Allaha inanmasa bile, insanların topraklarına sahip olabilmek için herşeyi yapan Daniel, filmin bir bölümünde kilisenin ilginç rahibi ve oldukça inançlı bir insan olan Eli tarafından vaftiz edilir. Eli ile tanışması ise, onun ve ailesininin yaşadığı bölgedeki toprakların altındaki petrole sahip olmak için o bölgeyi satın almak istediği zamana dayanır. Eli’ın bu dönemdeki şüpheci tavırları ikilinin arasında soğuk savaşların esmesine neden olur ve Daniel, filmin son bölümlerinde oldukça zengin oduğu zamanlarda kendisini ziyarete gelen Eli’yı vahşi bir şekilde öldürür ve film burada sonlanır. Aslında film bittikten sonra Daniel’in bu hareketlerinin altında yatan nedenleri sorguluyorsunuz. Bunların cevabı aslında filmde veriliyor. İnsanların zenginlerden yararlanmak istemesi. Allahın, Daniel’den insanlığını alıp onu zengin yapması bir nevi şeytanla anlaşma yapması gibi bir durum.

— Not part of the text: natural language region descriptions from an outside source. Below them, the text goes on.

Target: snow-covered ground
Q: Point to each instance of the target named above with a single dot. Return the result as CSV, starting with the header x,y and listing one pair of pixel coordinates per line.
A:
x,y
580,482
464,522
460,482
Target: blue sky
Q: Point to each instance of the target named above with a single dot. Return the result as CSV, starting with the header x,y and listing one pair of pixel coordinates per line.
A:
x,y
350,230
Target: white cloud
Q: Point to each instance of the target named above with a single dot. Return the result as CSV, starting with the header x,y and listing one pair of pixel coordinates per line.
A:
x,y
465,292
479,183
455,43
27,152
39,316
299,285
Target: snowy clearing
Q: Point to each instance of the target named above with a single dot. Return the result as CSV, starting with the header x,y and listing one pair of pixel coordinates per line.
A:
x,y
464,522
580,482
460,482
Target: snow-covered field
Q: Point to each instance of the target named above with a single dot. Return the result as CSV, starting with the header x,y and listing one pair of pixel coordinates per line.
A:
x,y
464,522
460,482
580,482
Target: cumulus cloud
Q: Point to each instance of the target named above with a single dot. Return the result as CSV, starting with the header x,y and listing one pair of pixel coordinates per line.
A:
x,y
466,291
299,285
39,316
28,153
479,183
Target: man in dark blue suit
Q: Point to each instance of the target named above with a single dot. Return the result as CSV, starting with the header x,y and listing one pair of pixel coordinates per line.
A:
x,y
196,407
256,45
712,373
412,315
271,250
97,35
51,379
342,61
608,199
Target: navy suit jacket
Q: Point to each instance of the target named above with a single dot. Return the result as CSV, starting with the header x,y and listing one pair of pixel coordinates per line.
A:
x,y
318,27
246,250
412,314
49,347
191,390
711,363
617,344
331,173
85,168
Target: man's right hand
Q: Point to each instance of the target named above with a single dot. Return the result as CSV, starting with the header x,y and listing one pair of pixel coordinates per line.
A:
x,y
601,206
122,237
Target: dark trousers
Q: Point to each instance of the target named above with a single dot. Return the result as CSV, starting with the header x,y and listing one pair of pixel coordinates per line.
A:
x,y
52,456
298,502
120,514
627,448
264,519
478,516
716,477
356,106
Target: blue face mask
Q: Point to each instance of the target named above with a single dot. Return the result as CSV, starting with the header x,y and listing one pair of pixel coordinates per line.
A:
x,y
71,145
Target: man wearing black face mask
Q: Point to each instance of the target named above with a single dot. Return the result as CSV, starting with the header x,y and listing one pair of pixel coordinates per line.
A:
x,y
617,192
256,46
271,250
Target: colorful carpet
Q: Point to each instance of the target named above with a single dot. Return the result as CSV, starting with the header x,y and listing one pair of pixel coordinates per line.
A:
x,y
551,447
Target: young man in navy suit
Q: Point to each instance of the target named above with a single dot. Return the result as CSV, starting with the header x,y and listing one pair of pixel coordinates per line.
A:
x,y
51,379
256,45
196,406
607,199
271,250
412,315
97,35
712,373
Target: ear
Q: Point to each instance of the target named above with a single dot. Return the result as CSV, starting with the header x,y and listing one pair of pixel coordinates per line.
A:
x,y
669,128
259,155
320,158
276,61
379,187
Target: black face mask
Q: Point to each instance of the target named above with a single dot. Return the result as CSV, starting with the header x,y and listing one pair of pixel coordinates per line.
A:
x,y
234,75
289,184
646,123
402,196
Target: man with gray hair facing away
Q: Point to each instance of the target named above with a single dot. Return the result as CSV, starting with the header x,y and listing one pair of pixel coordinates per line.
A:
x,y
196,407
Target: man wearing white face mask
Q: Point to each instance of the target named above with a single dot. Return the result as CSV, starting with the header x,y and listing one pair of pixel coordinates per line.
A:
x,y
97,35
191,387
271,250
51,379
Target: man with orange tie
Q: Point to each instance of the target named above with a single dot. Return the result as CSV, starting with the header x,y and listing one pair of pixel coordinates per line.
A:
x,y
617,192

Birçok otoriter tarafından tüm zamanların en iyi filmleri arasında gösterilen There Will Be Blood toplamda 25 milyon dolarlık bir masraf ile çekilmiş ve 76 milyon dolar gibi, bu filme göre çok çok düşük olan bir rakamla gösterimden kaldırılmış. 158 dakikadan oluşan yapımın yönetmenliğini, yapımcılığını ve yazarlığını Paul Thomas Anderson yapmış. Her zaman söylediğim gibi eğer bir filmin hem yönetmenliğni hem de yazarlığını aynı kişi yapıyor ise o film genellikle başarılı oluyor. There Will Be Blood, bu söylediğimi kanıtlar nitelikte.